I was spoiled as an employer before coming to australia, my employees were mostly german, with the odd ,swiss and seasonal jugoslav workers, then in 96 the move to brisbane, 44 employees all under the age of 45, an average of 10 workers off sick every week, and I mean every week ,my hands were tied by the Unions and literally bent over the table by southbank corporation,the practise was employee A clocks in on time and also clocks in upto 6 of her or his mates, they would show up at 10am instead of 0630 am,somedays with sickies at 9am half the work force was absent,when 8 of those missing are specialised highly paid language guides, who have fully loaded tourist coaches lined up waiting for them,just not good working practise leading to loss of contracts, the lack of australian FULLY TRAINED AND QUALIFIED TRADESMEN,socalled Crane and plant operators, who have learnt a bit on the job by watching dad or uncle bob, then being accepted as trained staff by gullible and desperate Employers, Hence thehigh amount of industrial accidents in the building industry because of poorly taught operators,Australia is the only country I have experienced, where nursing staff on intensive care units strike or threaten with strikes at short notice to blackmail their employers,the australian work ethic is pathetic they want more pay for less work, farmers are going out of business because australian unemployed wont work for 150$ more a week thanthey are getting on the dole,apart from that footy season is starting,god I love this country a pity its ful of fxxxing bigmouthed bigots:cool::cool::cool:
Anything more you want to unload or is that it? ;)
 
Mate there are plenty of idiot business owners contributing to the lack of productivity.
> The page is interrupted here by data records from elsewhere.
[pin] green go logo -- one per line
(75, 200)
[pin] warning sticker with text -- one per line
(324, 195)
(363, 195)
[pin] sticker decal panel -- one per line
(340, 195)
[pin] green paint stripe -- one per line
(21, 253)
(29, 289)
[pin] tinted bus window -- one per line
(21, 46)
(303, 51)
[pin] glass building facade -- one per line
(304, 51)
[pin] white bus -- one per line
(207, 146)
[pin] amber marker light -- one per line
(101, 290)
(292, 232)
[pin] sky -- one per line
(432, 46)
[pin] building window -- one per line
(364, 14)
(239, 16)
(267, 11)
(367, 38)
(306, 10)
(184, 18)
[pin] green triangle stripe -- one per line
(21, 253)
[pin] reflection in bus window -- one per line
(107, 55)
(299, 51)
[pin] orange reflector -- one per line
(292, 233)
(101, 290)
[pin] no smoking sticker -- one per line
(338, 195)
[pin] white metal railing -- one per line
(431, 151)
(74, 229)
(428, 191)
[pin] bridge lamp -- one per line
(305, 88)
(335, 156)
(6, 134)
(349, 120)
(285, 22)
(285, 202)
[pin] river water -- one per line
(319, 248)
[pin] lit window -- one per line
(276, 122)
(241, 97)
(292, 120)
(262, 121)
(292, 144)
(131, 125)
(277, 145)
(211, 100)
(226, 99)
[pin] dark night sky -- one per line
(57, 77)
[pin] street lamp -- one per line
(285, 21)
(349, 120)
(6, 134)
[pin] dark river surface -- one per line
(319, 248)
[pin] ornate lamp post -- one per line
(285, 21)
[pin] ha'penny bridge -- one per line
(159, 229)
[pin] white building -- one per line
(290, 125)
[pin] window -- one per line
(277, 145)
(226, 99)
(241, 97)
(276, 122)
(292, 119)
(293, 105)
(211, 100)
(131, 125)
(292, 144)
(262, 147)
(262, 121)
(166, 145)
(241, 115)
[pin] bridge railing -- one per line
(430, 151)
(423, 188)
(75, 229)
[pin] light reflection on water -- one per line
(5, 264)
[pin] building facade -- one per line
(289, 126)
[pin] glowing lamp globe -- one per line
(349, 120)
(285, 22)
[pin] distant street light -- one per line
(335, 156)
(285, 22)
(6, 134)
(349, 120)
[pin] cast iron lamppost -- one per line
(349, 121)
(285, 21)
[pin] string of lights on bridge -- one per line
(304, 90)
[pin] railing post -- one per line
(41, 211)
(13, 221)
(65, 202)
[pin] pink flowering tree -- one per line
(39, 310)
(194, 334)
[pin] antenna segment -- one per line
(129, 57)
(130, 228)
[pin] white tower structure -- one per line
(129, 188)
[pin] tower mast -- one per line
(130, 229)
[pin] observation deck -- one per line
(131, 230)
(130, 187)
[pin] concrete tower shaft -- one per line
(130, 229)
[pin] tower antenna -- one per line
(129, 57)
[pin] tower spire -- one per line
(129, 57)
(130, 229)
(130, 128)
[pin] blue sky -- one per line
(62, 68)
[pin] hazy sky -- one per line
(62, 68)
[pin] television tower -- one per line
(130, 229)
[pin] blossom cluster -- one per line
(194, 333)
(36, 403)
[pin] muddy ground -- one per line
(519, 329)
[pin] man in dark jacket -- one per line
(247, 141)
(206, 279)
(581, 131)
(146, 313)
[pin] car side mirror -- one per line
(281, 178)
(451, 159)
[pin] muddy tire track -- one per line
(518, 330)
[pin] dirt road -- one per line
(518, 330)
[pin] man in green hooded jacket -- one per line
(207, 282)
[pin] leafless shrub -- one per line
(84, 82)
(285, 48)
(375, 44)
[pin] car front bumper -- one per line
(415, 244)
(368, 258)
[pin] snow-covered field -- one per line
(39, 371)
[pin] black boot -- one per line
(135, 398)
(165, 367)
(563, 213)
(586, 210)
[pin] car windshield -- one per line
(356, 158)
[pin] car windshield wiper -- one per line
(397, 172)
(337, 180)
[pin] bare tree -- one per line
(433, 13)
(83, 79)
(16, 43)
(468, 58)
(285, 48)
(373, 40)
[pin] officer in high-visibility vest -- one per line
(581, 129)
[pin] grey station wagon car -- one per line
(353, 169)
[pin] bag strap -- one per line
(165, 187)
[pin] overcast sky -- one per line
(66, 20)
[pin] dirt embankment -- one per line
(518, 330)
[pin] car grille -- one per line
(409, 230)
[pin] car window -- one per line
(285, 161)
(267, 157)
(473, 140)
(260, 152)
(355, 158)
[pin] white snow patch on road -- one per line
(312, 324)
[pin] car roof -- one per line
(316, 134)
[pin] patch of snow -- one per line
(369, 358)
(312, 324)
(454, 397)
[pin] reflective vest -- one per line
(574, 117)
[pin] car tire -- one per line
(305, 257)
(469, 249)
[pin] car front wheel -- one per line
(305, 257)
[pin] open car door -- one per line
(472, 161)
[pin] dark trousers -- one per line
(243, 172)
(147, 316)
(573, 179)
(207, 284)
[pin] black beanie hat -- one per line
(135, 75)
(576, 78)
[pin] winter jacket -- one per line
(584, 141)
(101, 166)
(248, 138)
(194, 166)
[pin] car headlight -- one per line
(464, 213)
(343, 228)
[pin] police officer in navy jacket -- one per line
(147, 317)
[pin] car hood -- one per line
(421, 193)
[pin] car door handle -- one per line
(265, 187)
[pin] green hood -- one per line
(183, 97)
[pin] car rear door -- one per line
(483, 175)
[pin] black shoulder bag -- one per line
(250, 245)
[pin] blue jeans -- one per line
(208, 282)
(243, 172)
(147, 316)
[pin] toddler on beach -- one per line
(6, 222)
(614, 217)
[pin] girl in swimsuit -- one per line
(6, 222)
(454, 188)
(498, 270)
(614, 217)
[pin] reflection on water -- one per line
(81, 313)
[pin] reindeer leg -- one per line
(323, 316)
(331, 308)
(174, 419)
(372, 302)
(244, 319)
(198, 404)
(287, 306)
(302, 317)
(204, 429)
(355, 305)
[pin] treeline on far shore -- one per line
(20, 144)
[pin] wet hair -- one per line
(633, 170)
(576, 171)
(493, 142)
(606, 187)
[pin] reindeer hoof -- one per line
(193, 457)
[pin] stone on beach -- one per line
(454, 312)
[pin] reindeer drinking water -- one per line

Case in point: I weld on a production line building farm equipment. The man who started and built the company handed it off to his son, who has nothing but an MBA and the conviction that he's a brilliant businessman, at the end of last year and production is dropping off a cliff due to chronic failures in organisation and supply. We're currently three weeks behind schedule with our orders - unheard of - and, while I'm routinely wasting at least fifteen hours a week keeping myself busy and waiting for the parts I need to complete my job I'm also being called in for ten hours a week overtime to rush things through when they do turn up. Meanwhile, golden boy is walking around talking urgently into his phone, insisting that all suggestions from the shop floor to management be of a positive nature, and talking grandly of concepts and strategies.

I do understand that there are some real dropkicks out there but trust me when I say that there are some real fcuking clowns at your end of the business too.

Edit: The last thing any sensible farmer wants is a bloody useless dole bludger turning up to "work" on the farm, if they're going out of business it's for other reasons than that!